Triple Negative Breast Cancer (TNBC) is occurred in the mammary gland epithelial malignant tumours, which is easy to recurrence and metastasis. Carcinoembryonic Antigen (CEA) is a kind of glycoprotein, which is widely existed in various human cancer cells. The purpose of this study was to investigate the role of CEA in the prognosis for TNBC patients who received Neoadjuvant Chemoradiotherapy (NCRT). A total 783 TNBC patients and 752 healthy women individuals were enrolled to analyse the prognostic role in the treatment of TNBC. The median follow-up time was 34.5 months. Pathology analysis showed that CEA expression was up-regulated in TNBC tumour tissues. We showed that plasma CEA levels were higher in TNBC patients than healthy individuals. We showed that higher plasma CEA levels were down-regulated in patients received NCRT. Outcomes demonstrated that higher plasma CEA levels presented lower the 5 y Disease-Free Survival (DFS) rates, while lower CEA levels showed a significantly lower 5 y DFS rate (P<0.05). In conclusion, these results indicate that plasma CEA levels were up-regulated in TNBC patients, which suggest that plasma CEA levels are associated with the prognosis of TNBC patients after receiving NCRT.

Keywords

Triple negative breast cancer (TNBC), Carcinoembryonic antigen (CEA), Neoadjuvant chemoradiotherapy (NCRT), Disease-free survival (DFS)

Introduction

Breast cancer is epithelial malignant tumours occurred in the mammary gland that has become a significant threat to women's physical and mental health [1,2]. Triple negative breast cancer (TNBC) is one kind of breast tumours, which is a heterogeneous tumour that encompasses many different subclasses of the disease [3]. TNBC is especially characterized by breast cancer patients with negative Estrogen Receptor (ER), Progesterone Receptor (PR), and Human Epidermal Growth Factor Receptor-2 (HEGF-2) [4,5]. Previous study has indicated that TNBC is a phenotype of breast cancer with aggressive clinical behaviour for the absence of optimal treatment, the prognosis of this disease is poor [6]. Therefore, exploring prognostic factor to detect the response to Neoadjuvant Chemotherapy (NACT) in a TNBC patients are required to evaluate therapeutic effects and the long-term survival in clinic.

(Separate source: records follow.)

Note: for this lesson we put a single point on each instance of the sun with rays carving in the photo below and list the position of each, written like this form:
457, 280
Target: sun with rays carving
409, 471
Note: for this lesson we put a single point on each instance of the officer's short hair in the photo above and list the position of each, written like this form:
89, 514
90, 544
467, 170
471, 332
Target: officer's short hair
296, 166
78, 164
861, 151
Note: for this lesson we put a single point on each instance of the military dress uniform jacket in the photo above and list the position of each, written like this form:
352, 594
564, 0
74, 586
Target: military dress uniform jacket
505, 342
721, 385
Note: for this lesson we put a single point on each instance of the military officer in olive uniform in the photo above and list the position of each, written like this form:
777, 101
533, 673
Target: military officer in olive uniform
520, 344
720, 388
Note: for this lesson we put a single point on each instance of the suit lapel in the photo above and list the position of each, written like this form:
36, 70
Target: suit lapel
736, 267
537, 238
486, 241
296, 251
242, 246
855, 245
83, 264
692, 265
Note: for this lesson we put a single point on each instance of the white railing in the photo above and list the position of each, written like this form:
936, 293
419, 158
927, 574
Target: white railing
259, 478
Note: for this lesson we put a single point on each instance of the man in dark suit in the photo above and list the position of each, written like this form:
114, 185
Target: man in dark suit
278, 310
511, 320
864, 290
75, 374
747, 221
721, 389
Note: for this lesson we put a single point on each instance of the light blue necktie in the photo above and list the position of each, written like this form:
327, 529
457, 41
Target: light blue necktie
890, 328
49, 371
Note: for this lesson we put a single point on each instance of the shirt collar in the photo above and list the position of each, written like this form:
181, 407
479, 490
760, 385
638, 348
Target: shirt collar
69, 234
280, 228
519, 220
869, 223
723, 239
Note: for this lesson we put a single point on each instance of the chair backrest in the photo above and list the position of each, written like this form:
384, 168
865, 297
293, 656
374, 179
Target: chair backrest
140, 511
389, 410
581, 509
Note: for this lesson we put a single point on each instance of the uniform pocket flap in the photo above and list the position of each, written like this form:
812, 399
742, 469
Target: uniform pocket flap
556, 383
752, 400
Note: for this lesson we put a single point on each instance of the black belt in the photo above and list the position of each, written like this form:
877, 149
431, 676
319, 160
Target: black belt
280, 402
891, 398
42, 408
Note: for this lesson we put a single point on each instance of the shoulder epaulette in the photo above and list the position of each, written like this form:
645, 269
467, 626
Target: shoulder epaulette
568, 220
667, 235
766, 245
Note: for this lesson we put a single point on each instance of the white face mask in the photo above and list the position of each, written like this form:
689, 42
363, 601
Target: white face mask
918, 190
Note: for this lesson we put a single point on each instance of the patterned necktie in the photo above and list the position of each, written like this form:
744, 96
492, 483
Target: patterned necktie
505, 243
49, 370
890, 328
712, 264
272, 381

Carcinoembryonic antigen (CEA), a kind of glycoprotein, is widely expressed in various tumour tissues, which has been regarded as antigen for the patient's immune response [7,8]. Previous study has showed that there is an association of elevation of CEA postoperatively with different clinical stages of breast cancer and elevated CEA levels postoperatively are associated with an increased risk of development of recurrent [9]. Immunotherapy targeting for ErbB-2 and CEA presented efficient inhibition for human breast cancer [10]. Importantly, CEA can be detected in the serum in majority of breast cancer patients with metastatic, which may be used as prognostic tumour marker in advanced breast cancer.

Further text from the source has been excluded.